Côté technique, il y a à boire et à manger au niveau de la qualité. L'animation est ainsi assez minimaliste. Certains plans parviennent même à choquer par leur pauvreté : quelques fois, en effet, seules les lèvres des personnages bougent quand ils parlent ; aucun effort n'étant réellement fait sur leurs mimiques faciales ou gestuelles. Côté textures, il y a du bon (notamment sur Dusty) au juste passable. Par contre, les décors sont dans l'ensemble très réussis, plutôt beaux et de bon goûts, regorgeant en outre de jolis clins d'œil au monde des avions, avec une mention particulière à cette colline en forme de long-courrier posé, de toute beauté. Enfin, la 3-D est ici complètement inutile et n'apporte rien à l'ensemble. Le choix des séances 2D, sans surplus sur le prix du ticket d’entrée, est logiquement à favoriser...

Même s'il a été descendu par la critique outre-Atlantique lui reprochant de ne pas être ce qu'il n'est pas – à savoir : un Pixar ! - le film a plutôt bien fonctionné au box-office (toute proportion gardée) et bénéficié d’un joli bouche-à-oreille auprès des familles américaines. Avec 21 millions de dollars pour son premier week-end, il réalise ainsi un score conforme aux prévisions et valide tout autant sa capacité de se rentabiliser amplement. À période comparable, il fait, en effet, mieux que les 17,5 millions de dollars des (Les) Schtroumpfs 2 de Sony Pictures Animation (pour un budget de 105 millions de dollars) et autant que les 21,3 millions de dollars de Turbo de DreamWorks Animation (pour un budget de 135 millions de dollars). Planes n'a couté lui que 50 millions de dollars ! Sachant qu'il dépasse les 73 millions de dollars de recettes sur le sol américain et les 100 au niveau mondial alors qu'il n'est pas encore sorti en Europe, le film est une bonne opération commerciale pour Disney. En outre, il cartonne en merchandising : ses produits dérivés s’arrachant sur le marché américain...

Planes est un "petit" film avec une histoire convenue, une animation de facture convenable bien qu’un peu minimaliste, le tout pour un budget minime. Bien-sûr, il ne supporte pas la comparaison à un Pixar ou un Walt Disney Animation Studios.

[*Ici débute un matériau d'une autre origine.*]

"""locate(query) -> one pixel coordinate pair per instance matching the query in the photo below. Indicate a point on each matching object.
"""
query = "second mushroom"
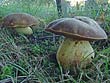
(76, 50)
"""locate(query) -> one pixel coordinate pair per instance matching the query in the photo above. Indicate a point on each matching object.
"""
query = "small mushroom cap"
(79, 27)
(19, 20)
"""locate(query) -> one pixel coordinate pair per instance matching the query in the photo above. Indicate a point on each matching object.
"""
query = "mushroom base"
(74, 53)
(27, 30)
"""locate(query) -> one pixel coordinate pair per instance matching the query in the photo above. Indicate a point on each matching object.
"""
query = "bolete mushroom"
(21, 22)
(76, 50)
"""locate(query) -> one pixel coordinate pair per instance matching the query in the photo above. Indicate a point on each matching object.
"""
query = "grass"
(35, 62)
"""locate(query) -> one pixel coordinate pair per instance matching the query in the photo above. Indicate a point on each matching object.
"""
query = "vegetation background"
(25, 61)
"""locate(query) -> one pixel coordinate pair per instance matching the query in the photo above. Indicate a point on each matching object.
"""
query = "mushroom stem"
(27, 30)
(74, 53)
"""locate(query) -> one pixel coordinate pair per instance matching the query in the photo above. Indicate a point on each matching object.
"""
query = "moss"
(74, 53)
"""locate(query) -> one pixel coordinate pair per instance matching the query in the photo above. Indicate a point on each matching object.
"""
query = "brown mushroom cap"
(19, 20)
(79, 27)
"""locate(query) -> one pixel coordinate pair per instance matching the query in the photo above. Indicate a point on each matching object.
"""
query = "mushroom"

Pour autant, là où justement Cars 2 affichait un médiocre bilan, ce "petit" film pour enfants est globalement sympathique, fait passer un bon moment et possède des personnages attachants aux répliques bien sentis. Planes dispose donc à l’évidence des ressources nécessaires pour constituer une jolie sortie Ciné en famille ; cela dit, il n’en reste pas moins un de ces films dont le visionnage sur grand écran n’apporte rien de vraiment plus que sur le petit écran.